Comment être Français aujourd'hui? Par Ivan Rioufol.

(J'ai trouvé remarquable l'article d'Ivan Rioufol paru ce jour dans le Figaro, et j'ai choisi de le faire connaître aux lecteurs du Scrutateur.
La France est en proie aujourd'hui à une crise. Si elle demeure une grande puissance sur le plan de l'économie, de la technologie, par ailleurs elle doute d'elle-même.
La crise est donc morale, spirituelle.
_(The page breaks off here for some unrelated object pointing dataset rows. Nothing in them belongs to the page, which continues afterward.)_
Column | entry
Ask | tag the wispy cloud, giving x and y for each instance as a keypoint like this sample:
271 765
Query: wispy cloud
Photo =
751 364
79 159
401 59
C'est par la tête que le poisson pourrit, dit le proverbe, et il est vrai que de grandes civilisations ont disparu, pourtant riches et puissantes, par le fait qu'elles avient perdu confiance en elle-mêmes.
Ivan Rioufol tient des propos que les rédacteurs de l'ancien Guadeloupe 2000, et ses lecteurs auraient pu reprendre à leur compte, ainsi que ceux de l'actuel Scrutateur.
M.Rioufol tient des propos sur le comportement de notre compatriote Lilian Thuram, qui nous font plaisir. (Sur certains plans je regrette que Thuram se laisse embarquer sur les mauvaises galères d'une certaines gauche politique, et de certains racialistes.Voir à ce sujet dans le Scrutateur l'article "Il faut sauver le champion Thuram).
Je ne suis pas en train d'embarquer Lilian sous la bannière du Scrutateur (ni nous sous la sienne, ce qui serait plus juste en termes de notoriété) , mais de constater que nous sommes proches sur le plan de certaines valeurs, celle notamment du patriotisme, qui est essentielle, mais tout-à-fait méprisée par les pseudos élites (politiques, culturelles) qui donnent le ton actuellement en France.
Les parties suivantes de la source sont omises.